Without a common data model, every application goes to the original source data and interprets it in its own way (e.g. changing Utility A’s “MeterID” to “Meter Number” and Utility B’s “METERno” to “Meter Number”). A different application may take the same data and interpret it differently (e.g. changing both utility’s meter data to “Meter Identity”). Those applications then need their own mapping of data structures and relationships in order to work together. With a common data model, every application can work together efficiently. The model serves as a Rosetta Stone, translating the databases into a shared language.
For California CCAs, building or adopting a common data model that’s used across organizations would be a foundation for streamlining the sharing of information between CCAs and hastening the adoption of new tools. When one CCA creates an analysis measuring PSPS events in low and middle income census areas, another CCA could replicate it by using the same data sources.
While creating a common data model makes it easier for CCAs to share insights, analyses, and approaches, it doesn’t fully solve the problem of duplicative data prep across CCAs. The process of cleaning and structuring the data to align with the common data model, and then warehousing that data to be quickly and easily accessed, is time-intensive.
Rather than repeating that process for every CCA, data aggregators should provide clean, structured data from a multitude of relevant sources to multiple CCAs – through fully managed data warehouses like Google’s BigQuery or Amazon’s Redshift. These tools can process terabytes of data in seconds – offering a massive boost over alternatives like Microsoft Excel.
In theory, data aggregators exist already. But in practice, they only provide a few distribution utility datasets – and do so in a format that requires significant cleaning and structuring. The existing data aggregators typically provide the data in unstructured, flat file format (e.g., CSV or Shapefiles). CCAs need the data in an easy to query, well-structured data warehouse.
CCAs should demand better – either through partnering with vendors who can offer clean, structured data or by building such capabilities jointly.

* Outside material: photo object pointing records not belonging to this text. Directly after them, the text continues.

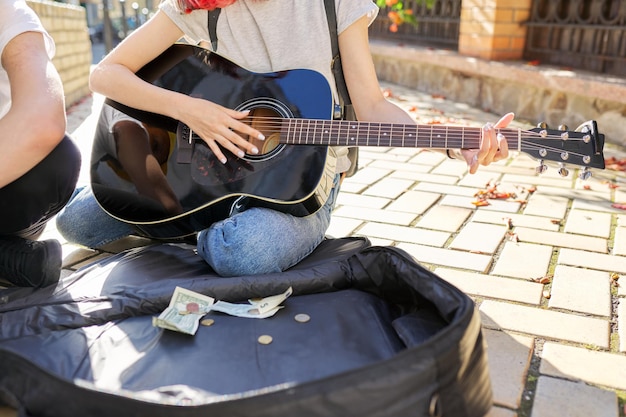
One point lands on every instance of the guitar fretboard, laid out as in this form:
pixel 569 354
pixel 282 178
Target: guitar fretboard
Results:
pixel 353 133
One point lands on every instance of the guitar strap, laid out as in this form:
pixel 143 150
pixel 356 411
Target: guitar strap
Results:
pixel 212 25
pixel 345 110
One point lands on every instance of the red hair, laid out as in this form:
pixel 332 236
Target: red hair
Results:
pixel 188 6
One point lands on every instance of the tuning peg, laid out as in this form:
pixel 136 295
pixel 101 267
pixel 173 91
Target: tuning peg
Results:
pixel 585 174
pixel 541 168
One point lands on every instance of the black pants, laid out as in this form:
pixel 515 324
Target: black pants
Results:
pixel 29 202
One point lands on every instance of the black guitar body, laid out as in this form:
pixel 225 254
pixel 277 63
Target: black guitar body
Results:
pixel 294 179
pixel 294 171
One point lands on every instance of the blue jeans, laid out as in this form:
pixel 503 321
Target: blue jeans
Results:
pixel 254 241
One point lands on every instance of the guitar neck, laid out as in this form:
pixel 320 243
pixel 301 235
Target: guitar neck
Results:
pixel 354 133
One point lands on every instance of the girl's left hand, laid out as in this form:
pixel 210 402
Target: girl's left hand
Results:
pixel 493 146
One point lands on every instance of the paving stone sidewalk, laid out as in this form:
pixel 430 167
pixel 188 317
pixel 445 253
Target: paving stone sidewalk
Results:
pixel 543 266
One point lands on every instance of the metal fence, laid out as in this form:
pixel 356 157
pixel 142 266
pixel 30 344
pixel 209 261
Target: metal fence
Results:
pixel 436 26
pixel 582 34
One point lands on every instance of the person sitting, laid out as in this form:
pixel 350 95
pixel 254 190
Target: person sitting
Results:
pixel 40 163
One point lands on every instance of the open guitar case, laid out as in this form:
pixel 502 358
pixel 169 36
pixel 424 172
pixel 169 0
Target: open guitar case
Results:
pixel 386 337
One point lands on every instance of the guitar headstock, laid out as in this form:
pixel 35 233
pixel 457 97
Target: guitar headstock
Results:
pixel 582 147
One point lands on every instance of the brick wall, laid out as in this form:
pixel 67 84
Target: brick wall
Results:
pixel 67 24
pixel 493 29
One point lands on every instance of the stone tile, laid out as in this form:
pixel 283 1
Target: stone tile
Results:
pixel 378 242
pixel 405 234
pixel 376 215
pixel 369 152
pixel 446 189
pixel 425 177
pixel 523 260
pixel 619 247
pixel 538 180
pixel 596 185
pixel 389 188
pixel 564 240
pixel 546 205
pixel 360 200
pixel 480 179
pixel 342 226
pixel 498 412
pixel 410 152
pixel 446 218
pixel 557 397
pixel 517 220
pixel 368 175
pixel 415 202
pixel 582 290
pixel 509 358
pixel 600 368
pixel 491 286
pixel 599 261
pixel 428 158
pixel 545 323
pixel 589 223
pixel 349 186
pixel 479 237
pixel 603 205
pixel 402 166
pixel 451 167
pixel 501 206
pixel 446 257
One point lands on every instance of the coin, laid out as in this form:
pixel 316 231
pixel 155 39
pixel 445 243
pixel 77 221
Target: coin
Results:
pixel 302 318
pixel 193 307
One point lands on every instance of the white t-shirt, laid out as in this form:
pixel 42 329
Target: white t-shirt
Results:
pixel 16 18
pixel 275 35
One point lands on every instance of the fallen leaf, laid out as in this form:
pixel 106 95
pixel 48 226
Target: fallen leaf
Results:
pixel 480 203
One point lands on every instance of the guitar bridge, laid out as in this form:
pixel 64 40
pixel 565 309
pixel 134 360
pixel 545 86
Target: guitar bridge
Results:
pixel 184 144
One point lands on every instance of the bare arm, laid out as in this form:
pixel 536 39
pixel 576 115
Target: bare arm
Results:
pixel 370 104
pixel 35 124
pixel 214 123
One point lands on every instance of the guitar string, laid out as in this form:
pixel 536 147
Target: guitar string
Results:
pixel 455 135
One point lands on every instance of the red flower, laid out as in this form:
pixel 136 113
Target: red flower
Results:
pixel 188 6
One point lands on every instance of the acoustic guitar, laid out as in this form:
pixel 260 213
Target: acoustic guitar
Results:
pixel 294 170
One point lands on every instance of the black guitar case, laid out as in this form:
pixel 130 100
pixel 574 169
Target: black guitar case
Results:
pixel 386 337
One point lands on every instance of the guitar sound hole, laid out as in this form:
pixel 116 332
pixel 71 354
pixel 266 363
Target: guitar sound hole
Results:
pixel 267 121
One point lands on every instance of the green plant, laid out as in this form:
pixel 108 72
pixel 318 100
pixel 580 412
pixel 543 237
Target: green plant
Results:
pixel 399 13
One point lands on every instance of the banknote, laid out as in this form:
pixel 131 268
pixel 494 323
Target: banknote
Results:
pixel 187 307
pixel 184 312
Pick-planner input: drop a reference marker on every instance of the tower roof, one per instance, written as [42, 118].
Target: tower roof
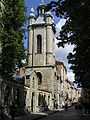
[32, 12]
[42, 3]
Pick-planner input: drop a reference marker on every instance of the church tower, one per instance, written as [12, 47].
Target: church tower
[41, 42]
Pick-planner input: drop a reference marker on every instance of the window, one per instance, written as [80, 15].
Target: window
[39, 75]
[39, 44]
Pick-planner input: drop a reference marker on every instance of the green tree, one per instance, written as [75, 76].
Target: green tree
[75, 31]
[13, 30]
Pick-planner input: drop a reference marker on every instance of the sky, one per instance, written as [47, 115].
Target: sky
[60, 53]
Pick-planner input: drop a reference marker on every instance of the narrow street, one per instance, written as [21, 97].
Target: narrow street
[71, 114]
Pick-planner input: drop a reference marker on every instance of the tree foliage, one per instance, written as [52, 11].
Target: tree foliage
[75, 31]
[12, 33]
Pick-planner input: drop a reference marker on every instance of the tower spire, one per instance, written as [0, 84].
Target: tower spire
[42, 1]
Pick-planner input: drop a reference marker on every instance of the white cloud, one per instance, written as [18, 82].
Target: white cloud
[61, 53]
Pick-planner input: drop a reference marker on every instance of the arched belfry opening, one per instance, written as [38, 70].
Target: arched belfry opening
[39, 44]
[39, 75]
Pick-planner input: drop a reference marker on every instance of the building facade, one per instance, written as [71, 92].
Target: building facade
[41, 43]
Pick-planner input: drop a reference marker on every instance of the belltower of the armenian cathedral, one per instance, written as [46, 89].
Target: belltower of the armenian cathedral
[41, 58]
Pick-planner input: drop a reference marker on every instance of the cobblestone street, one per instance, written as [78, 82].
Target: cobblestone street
[71, 114]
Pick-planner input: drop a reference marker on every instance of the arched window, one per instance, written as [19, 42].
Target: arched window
[39, 44]
[39, 75]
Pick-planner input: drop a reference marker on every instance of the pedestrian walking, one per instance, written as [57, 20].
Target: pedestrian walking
[2, 113]
[66, 106]
[12, 111]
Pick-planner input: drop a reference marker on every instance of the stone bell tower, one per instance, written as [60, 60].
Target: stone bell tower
[41, 42]
[41, 38]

To further accelerate the sharing of insights, CCAs can also benefit from using proven, off-the-shelf (or open source) business intelligence and visualization tools. For organizations using a common data model (and potentially a shared data warehouse structure), the sharing or replication of reports through tools like Google Data Studio, Microsoft PowerBI, and Tableau is fast and simple. With the same intelligence and visualization tools, one CCA can immediately replicate the analysis of another, simply by pointing the analysis at its own data set.
Take the example of a simple load profile explorer. With a shared data approach, a CCA creating the following report can share it with a colleague -- who can then create and customize their own version in minutes.
At Camus Energy, we’ve seen firsthand the ease with which a CCA’s helpful analysis can be immediately replicated at another CCA. We believe CCA leaders can and should band together to converge on a common data model, procure clean, structured data, and foster a culture of collaboration among data scientists from different organizations.
By working together through associations like CalCCA, California CCAs have an opportunity to take the innovations developed at each individual CCA and rapidly scale those to others in the state.
That’s a path to achieving some big wins for communities all over California.